To accomplish such an accountability system the basis for a state’s support formula to a school of education would begin with the number of “fully qualified” graduates it turns out in a given year. The number who do not take teaching jobs would then be subtracted from this base number. The number who take positions but then quit or fail in the first three years would also be subtracted from this base number. Finally, the success of the graduates in effecting students’ learning would be factored in from data gathered from the districts employing them. What this would mean in practice is that the budget cycle of a particular teacher preparing institution would reflect a three year lag so that the funding formula could take into account how many graduates took jobs, how long they stayed and their students’ achievement. At the end of five years a bonus would be added to the support level of the base year for teachers still in classrooms whose children were achieving at satisfactory levels.

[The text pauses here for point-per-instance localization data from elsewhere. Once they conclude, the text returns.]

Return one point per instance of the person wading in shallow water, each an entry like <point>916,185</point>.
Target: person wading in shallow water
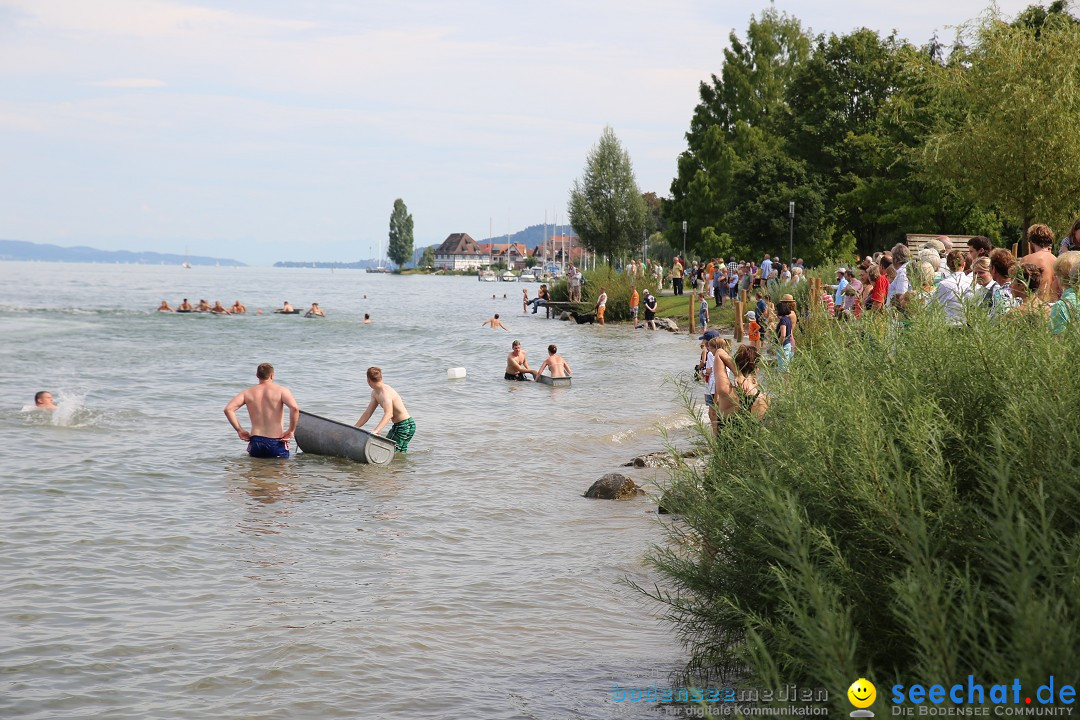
<point>554,363</point>
<point>393,408</point>
<point>517,367</point>
<point>266,408</point>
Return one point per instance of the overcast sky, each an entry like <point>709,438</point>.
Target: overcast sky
<point>274,130</point>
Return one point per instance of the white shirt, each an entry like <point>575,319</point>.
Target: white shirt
<point>838,296</point>
<point>952,293</point>
<point>899,284</point>
<point>710,361</point>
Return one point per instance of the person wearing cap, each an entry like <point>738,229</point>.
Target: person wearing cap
<point>753,329</point>
<point>785,328</point>
<point>841,284</point>
<point>650,310</point>
<point>699,369</point>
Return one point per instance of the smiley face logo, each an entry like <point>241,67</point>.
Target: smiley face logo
<point>862,693</point>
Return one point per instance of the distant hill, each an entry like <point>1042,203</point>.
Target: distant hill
<point>531,235</point>
<point>16,249</point>
<point>359,265</point>
<point>530,238</point>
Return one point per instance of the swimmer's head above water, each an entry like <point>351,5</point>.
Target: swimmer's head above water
<point>43,401</point>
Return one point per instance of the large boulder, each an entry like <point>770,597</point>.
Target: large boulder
<point>613,486</point>
<point>652,460</point>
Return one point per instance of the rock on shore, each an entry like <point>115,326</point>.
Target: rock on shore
<point>613,486</point>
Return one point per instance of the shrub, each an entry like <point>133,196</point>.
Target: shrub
<point>906,512</point>
<point>618,289</point>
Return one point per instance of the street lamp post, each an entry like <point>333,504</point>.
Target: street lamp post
<point>791,236</point>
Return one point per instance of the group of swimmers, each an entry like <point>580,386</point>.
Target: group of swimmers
<point>517,366</point>
<point>266,404</point>
<point>240,309</point>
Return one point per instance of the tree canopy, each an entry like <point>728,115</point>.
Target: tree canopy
<point>874,137</point>
<point>607,209</point>
<point>400,248</point>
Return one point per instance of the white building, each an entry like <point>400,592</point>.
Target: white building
<point>460,252</point>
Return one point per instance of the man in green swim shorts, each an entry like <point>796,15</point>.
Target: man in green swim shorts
<point>393,409</point>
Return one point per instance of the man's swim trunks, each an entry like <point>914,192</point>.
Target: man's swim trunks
<point>402,433</point>
<point>267,447</point>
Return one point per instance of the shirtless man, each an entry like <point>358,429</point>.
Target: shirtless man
<point>266,408</point>
<point>555,364</point>
<point>495,322</point>
<point>517,367</point>
<point>1040,241</point>
<point>387,397</point>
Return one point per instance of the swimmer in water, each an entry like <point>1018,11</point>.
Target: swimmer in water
<point>555,364</point>
<point>266,407</point>
<point>495,323</point>
<point>517,367</point>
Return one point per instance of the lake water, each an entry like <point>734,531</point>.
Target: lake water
<point>151,569</point>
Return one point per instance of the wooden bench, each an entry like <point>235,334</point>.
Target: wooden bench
<point>555,309</point>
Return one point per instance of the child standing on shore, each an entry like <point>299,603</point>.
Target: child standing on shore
<point>753,329</point>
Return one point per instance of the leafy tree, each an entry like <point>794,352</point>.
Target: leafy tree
<point>606,207</point>
<point>754,78</point>
<point>400,248</point>
<point>750,90</point>
<point>1012,140</point>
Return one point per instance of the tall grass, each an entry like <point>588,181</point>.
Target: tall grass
<point>906,512</point>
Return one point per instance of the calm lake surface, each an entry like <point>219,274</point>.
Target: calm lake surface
<point>152,570</point>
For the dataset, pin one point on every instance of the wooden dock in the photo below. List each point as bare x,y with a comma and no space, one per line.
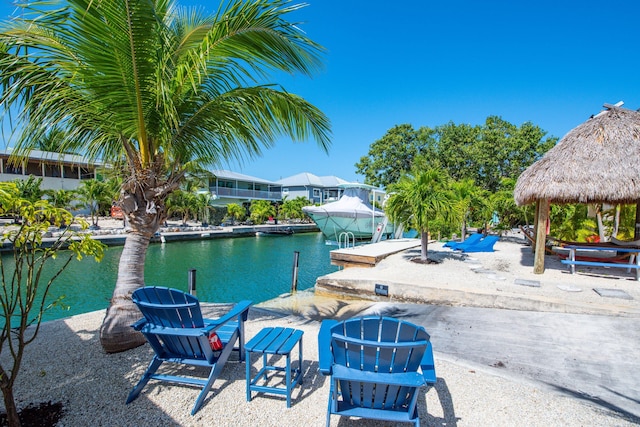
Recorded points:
371,254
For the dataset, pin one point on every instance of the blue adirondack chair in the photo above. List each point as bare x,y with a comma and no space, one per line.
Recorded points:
474,238
174,327
484,245
377,366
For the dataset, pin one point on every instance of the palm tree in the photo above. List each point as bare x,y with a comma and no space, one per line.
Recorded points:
419,197
465,192
159,87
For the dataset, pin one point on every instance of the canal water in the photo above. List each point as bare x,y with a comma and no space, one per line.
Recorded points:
227,270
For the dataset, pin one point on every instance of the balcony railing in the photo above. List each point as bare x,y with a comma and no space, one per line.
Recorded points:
246,194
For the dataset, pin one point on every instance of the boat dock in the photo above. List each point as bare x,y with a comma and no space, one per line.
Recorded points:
371,254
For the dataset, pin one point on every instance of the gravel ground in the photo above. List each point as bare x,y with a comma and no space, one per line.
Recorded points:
66,364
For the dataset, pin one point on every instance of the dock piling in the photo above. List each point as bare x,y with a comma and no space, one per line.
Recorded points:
294,275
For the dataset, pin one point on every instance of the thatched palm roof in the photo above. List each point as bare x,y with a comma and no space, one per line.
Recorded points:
596,162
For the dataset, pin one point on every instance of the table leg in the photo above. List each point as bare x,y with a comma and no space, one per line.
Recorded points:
247,362
572,257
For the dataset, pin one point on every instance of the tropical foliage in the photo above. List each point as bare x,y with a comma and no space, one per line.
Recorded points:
157,88
422,197
485,154
24,288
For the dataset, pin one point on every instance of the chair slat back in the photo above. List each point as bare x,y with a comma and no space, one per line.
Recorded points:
168,307
171,308
378,344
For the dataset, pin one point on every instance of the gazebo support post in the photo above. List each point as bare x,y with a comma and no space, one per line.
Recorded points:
636,233
542,215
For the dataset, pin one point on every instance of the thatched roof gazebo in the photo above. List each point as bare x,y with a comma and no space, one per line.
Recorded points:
596,162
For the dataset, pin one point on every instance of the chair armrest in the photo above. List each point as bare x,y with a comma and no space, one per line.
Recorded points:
427,365
325,358
139,324
401,379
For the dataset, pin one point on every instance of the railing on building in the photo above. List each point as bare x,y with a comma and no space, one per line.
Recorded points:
246,194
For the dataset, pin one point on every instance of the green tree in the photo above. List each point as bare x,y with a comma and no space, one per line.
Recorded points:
465,193
94,195
160,87
25,290
60,198
261,210
30,188
235,212
421,197
390,156
486,154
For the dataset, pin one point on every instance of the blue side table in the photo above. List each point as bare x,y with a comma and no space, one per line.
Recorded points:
274,342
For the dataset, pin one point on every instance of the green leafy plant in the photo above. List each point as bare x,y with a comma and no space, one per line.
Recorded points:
25,289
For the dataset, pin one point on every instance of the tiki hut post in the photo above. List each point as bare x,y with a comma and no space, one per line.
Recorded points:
636,233
542,215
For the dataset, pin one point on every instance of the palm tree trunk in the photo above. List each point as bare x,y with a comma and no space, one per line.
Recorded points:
116,333
424,241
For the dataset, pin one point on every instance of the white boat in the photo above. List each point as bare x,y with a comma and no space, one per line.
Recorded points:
351,214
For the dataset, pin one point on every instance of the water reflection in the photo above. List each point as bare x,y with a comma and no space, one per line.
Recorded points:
228,270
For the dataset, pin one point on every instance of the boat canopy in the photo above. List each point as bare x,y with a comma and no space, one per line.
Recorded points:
353,203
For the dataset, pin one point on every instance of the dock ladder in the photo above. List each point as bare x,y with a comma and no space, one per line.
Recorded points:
380,229
346,240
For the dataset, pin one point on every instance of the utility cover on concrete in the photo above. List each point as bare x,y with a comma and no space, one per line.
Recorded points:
612,293
530,283
569,288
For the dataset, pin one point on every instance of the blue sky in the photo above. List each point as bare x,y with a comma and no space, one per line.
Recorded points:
426,63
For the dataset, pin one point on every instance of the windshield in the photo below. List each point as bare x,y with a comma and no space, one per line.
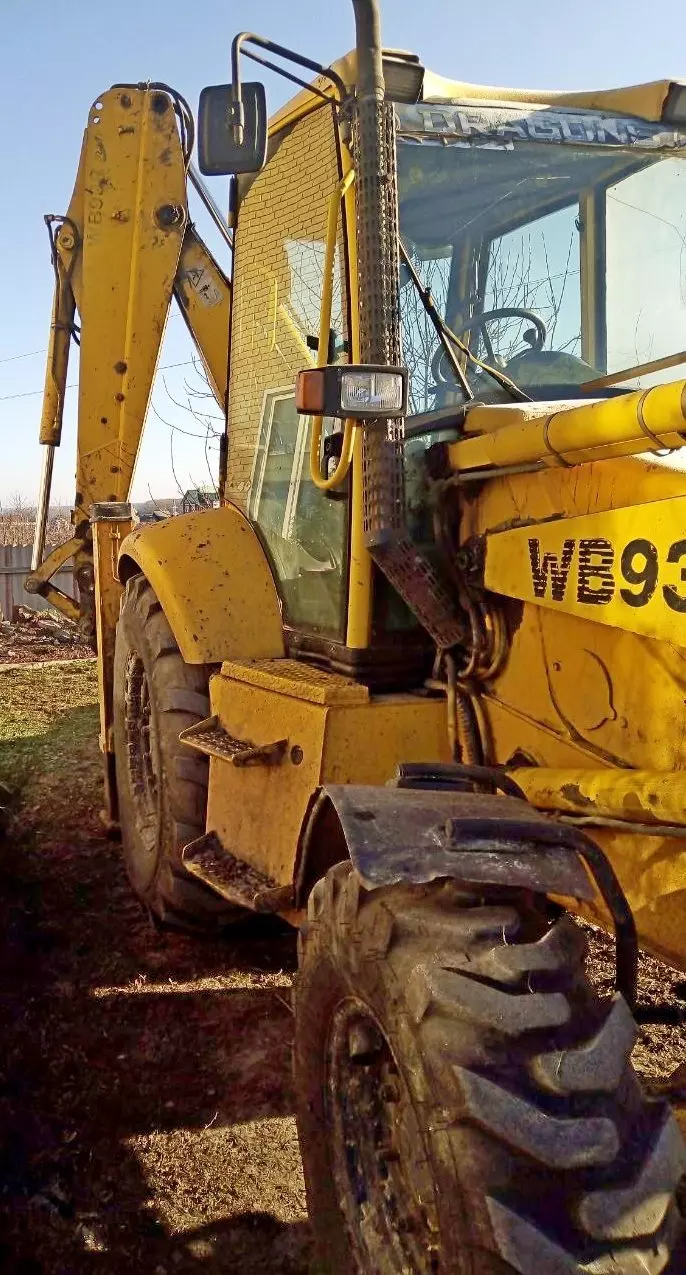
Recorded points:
556,263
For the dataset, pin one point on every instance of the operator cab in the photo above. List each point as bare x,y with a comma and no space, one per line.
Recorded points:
552,241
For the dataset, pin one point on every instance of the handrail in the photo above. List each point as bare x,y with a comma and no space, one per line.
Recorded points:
323,349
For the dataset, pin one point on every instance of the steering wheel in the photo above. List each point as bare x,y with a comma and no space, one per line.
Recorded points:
536,339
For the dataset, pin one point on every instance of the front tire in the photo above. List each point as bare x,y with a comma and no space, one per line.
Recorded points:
162,784
466,1103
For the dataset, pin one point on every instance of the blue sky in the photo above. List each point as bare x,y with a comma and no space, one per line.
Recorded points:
56,59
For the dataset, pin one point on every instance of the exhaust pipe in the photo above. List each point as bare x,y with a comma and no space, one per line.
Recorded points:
380,341
370,68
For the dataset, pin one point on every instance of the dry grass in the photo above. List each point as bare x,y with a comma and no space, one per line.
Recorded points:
144,1076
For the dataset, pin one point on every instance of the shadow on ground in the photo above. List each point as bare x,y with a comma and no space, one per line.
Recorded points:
145,1104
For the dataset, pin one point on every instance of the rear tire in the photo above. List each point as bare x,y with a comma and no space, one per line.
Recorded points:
162,784
466,1103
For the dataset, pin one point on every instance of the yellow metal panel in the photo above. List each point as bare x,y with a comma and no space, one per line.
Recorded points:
643,100
652,870
639,796
624,568
212,578
258,811
203,293
612,427
134,191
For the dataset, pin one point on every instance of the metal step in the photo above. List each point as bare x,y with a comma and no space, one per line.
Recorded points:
232,879
209,737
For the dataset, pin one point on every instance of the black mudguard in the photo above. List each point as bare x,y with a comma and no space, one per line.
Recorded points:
407,835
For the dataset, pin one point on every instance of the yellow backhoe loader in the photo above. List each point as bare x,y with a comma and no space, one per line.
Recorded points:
417,684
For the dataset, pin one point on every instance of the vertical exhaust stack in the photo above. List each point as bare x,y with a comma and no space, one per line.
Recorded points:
380,343
378,247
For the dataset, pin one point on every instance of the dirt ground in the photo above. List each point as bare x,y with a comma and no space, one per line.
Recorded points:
145,1094
40,635
145,1098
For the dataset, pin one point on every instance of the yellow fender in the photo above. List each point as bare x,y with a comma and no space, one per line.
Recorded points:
213,582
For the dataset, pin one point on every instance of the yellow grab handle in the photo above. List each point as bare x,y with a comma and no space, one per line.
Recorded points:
324,329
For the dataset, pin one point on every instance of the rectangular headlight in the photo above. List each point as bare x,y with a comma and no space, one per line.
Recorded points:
360,392
379,393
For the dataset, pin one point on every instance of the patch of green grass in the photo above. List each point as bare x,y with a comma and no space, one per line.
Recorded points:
47,714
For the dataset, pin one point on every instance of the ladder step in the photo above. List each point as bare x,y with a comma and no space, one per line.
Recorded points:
211,738
232,879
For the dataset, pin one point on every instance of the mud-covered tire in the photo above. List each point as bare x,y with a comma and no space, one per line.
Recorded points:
466,1102
162,784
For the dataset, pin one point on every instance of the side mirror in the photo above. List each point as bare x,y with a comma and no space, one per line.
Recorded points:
218,151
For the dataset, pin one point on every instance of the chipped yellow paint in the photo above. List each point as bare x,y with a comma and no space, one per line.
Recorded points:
258,811
213,582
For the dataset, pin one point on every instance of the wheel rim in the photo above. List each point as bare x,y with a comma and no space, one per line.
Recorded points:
142,752
384,1187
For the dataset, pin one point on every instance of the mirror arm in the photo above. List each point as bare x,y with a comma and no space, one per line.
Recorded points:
248,37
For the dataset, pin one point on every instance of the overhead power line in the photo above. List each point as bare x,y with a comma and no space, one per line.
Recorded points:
29,353
5,398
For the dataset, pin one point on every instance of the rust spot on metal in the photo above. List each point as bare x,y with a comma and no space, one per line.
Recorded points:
511,524
573,793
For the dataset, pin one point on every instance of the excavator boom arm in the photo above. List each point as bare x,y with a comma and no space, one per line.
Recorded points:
123,250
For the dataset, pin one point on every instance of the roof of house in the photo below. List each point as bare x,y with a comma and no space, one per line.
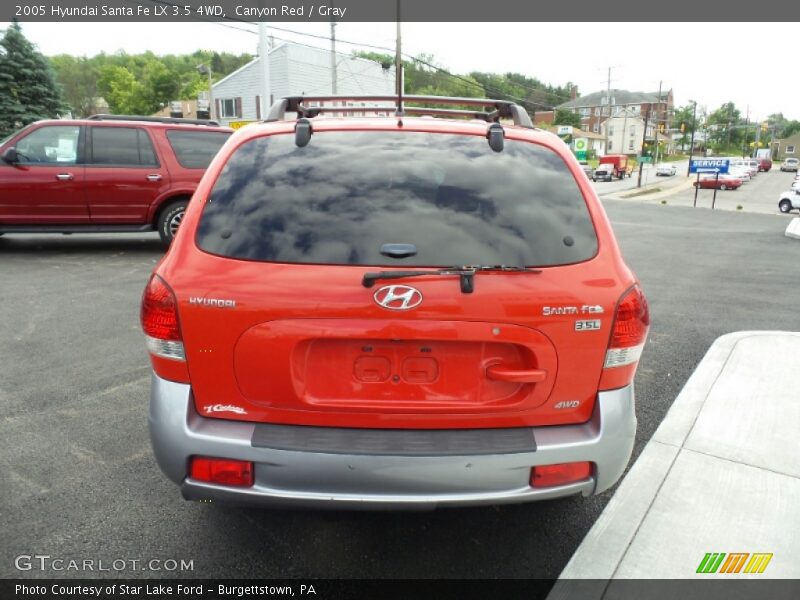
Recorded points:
620,97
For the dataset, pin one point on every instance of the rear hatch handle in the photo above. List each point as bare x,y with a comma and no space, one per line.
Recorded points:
465,272
501,373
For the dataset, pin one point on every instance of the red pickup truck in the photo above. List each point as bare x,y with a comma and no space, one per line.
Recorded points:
104,174
612,165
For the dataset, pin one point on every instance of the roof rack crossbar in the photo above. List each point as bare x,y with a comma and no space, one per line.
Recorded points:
501,108
176,120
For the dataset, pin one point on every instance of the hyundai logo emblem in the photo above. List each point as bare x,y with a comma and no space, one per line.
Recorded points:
398,297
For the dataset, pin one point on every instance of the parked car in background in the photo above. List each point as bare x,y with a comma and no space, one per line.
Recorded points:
104,174
367,317
751,166
666,169
740,173
789,201
790,164
724,182
613,165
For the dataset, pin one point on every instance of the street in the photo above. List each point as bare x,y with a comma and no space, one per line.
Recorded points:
74,382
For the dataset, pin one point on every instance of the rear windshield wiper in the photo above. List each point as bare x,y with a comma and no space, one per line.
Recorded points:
465,272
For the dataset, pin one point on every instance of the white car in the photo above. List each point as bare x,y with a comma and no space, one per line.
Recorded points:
789,200
790,164
666,169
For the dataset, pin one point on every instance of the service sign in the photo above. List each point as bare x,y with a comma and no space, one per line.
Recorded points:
709,165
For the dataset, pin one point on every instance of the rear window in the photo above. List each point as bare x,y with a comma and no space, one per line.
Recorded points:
196,149
126,146
339,199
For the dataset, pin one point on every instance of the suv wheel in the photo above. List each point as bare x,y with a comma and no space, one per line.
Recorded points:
169,219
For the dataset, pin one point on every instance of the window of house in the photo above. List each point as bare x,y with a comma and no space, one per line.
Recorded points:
227,108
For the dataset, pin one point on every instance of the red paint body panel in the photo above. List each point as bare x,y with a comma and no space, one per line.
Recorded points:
307,344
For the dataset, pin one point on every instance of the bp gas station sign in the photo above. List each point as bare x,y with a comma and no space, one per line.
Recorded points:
581,147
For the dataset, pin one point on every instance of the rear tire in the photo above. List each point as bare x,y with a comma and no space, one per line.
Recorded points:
169,219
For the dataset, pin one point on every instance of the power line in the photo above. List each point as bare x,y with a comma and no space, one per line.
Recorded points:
474,84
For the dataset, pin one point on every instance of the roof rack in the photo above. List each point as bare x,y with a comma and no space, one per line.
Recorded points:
175,120
500,109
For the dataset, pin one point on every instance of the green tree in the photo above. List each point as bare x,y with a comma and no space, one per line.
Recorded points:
124,94
78,80
28,90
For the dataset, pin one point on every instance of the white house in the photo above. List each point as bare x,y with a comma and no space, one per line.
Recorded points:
625,132
296,70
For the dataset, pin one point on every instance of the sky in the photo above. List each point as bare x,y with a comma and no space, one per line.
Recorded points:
710,63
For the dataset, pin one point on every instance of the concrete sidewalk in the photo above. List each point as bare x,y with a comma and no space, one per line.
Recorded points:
720,475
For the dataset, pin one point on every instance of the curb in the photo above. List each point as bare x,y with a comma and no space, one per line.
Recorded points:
610,540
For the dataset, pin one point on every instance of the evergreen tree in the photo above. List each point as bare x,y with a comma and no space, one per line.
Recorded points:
28,90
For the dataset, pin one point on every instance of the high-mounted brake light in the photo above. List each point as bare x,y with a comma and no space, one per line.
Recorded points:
159,318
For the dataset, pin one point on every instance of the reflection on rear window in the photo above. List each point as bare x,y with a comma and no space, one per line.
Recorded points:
339,199
196,149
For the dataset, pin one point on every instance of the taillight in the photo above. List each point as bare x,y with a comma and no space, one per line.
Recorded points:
629,333
159,318
562,474
223,471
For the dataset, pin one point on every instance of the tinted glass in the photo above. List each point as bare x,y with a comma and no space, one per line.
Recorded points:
339,199
196,149
122,146
56,144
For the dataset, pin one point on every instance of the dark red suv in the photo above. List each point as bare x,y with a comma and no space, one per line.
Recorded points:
104,174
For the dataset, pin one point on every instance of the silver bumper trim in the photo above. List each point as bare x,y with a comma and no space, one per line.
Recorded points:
312,479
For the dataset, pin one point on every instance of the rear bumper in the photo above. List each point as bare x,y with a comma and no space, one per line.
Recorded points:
391,481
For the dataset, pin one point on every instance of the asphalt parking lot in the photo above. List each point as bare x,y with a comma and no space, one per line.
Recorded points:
78,480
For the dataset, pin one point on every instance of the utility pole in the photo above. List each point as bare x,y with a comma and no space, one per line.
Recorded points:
333,57
263,56
641,154
746,130
608,105
398,67
658,120
691,143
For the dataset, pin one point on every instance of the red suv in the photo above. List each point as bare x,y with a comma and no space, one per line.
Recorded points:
393,311
103,174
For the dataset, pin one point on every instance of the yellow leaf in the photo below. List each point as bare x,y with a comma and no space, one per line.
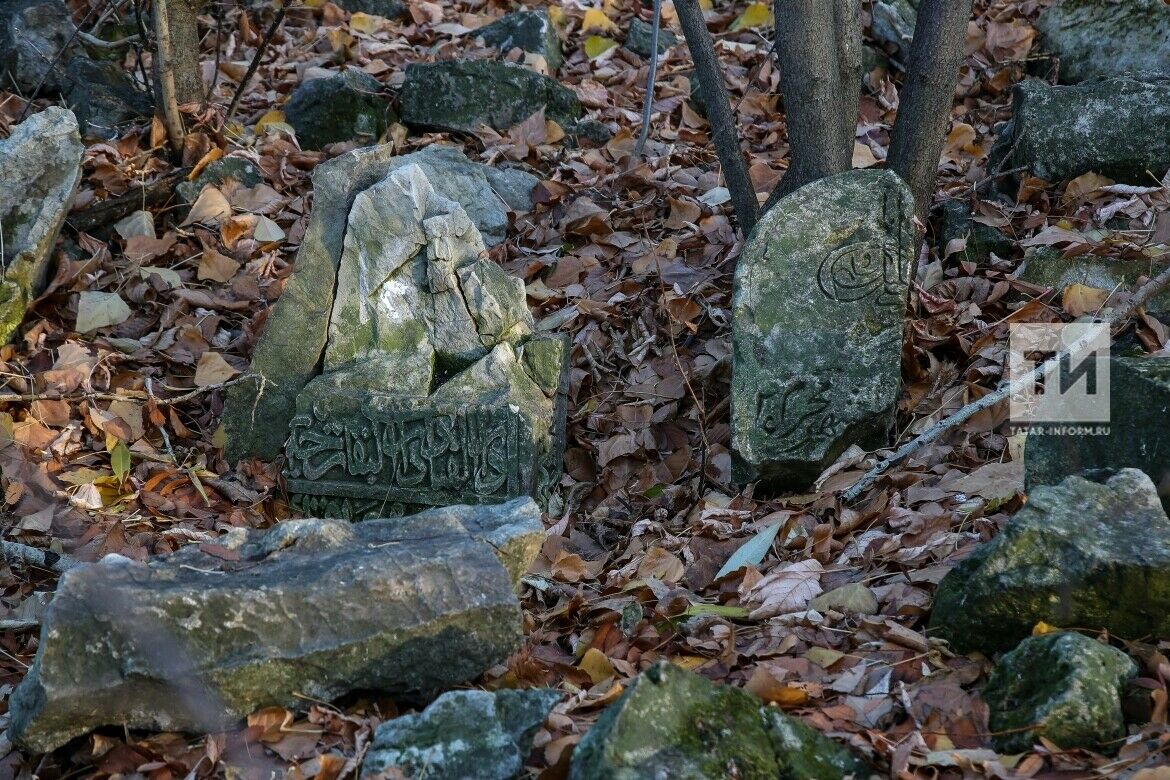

Using $2.6 billion for children rather than for hiring failure/quitter teachers would mean that approximately $375 more could be spent on each of the 7 million diverse children in poverty every year. This means that every school serving diverse children in poverty could have approximately $9,275 more for every class of twenty five students. If the classrooms were in a small school of thirty classrooms that school would have over $278,000 more to spend than it does now. If the classrooms were in a larger school of one hundred classrooms that school would have $927,000 more to work with every year. These are substantial amounts that could allow a school to hire teacher aides, or offer tutoring programs, or buy more computers, or rehire an art and music teacher, or take more field trips, or update textbooks, or start a summer school, or take students camping, or buy more science equipment, or start an after school program, or give teachers bonuses for particular achievements, or if the school were in NYC the children might get some paper to write on.

Another alternative would be to apply the $2.6 billion to the 2,000 failing high schools which we have known about for years but do nothing about. Half of America’s African American students and forty percent of Latino students attend drop out factories where a majority of the students never graduate. (Balfannz,Legters,2004) In the United States those with handicapping conditions are more likely to graduate from high school (two-thirds) than those in poverty or students of color (half). Half of the dropout factories are in Illinois, Ohio, Michigan and New York. The other have are in the South and Southwest. Each of these high schools could get $1.3 million more every year if all the districts stopped hiring the “fully qualified” teachers currently being graduated by unaccountable schools of education.

Spending $2.6 billion annually on quitter/failure teachers is actually worse than simply shoveling the money into Lake Michigan. Just dumping the money would have no negative effects on children from having to endure quitter/failure teachers who turn them off to learning and to school. A billion here a billion there, pretty soon we’re talking about real money.

References
Alliance for Education, 2004 “Tapping the Potential: Retaining and Developing High Quality New Teachers” 1101 Vermont Ave. N.W. Washington, D.C.
Belfanz, R. and Legters,N.,2004 “Locating the Dropout Crisis” Johns Hopkins University. Baltimore, MD.